Digitalisierung ist immer Virtualisierung
Was nicht (mehr) lebt, kann auch nicht (mehr) sterben – oder vielleicht doch? Und wenn ja, wie und wodurch?
’68 hieß es »Von dem ersten Grunde des Unterschiedes der Gegenden im Raume« 1768 bei Kant.

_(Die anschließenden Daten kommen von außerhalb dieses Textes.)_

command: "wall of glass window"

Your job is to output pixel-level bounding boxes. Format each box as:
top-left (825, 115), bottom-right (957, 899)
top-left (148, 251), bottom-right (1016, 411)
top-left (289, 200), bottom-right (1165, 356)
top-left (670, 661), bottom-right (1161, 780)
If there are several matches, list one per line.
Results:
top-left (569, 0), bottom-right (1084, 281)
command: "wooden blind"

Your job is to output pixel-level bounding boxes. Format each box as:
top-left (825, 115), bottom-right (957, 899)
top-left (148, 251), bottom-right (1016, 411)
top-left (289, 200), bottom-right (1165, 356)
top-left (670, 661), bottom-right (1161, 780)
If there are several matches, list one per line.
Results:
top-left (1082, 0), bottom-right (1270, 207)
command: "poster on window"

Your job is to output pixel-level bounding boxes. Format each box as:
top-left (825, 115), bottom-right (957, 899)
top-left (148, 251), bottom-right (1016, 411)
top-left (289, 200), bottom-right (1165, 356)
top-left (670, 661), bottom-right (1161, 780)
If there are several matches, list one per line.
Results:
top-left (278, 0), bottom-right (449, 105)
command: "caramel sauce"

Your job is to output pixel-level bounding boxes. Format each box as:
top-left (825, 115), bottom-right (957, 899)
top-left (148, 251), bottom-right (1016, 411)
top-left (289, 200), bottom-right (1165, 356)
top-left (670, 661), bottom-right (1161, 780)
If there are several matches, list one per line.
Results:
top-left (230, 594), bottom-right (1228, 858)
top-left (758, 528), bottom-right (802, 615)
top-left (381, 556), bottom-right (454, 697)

Ein uns wesentlicher Punkt wird hier zentral – und doch auch am Rande – ins Gespräch gebracht. »Raum« und »Richtung im Raum« sind – sich wechselseitig ermöglichend, sich bildend – eine Einheit. – »Wenn man sich vorstellet, das erste Schöpfungsstück solle eine Menschenhand sein, so ist es notwendig entweder eine Rechte oder eine Linke …«
Digitalisierung bedeutet erst einmal (nur), dass ein physikalisches, ein körperhaftes Objekt in eine Form reiner Information überführt wird – das Objekt wird in eine Folge aus Nullen und Einsen transformiert – ins Binärsystem, unseren einfachstmöglichen gemeinsamen Nenner. Digitalisierung bedeutet aber immer (auch), dass wir ein »Lesesystem« benötigen, um die digitalen Inhalte sichtbar und/oder hörbar zu machen – Nullen und Einsen machen unentschlüsselt wenig Sinn. Dieser Umstand ist ganz wesentlich für uns!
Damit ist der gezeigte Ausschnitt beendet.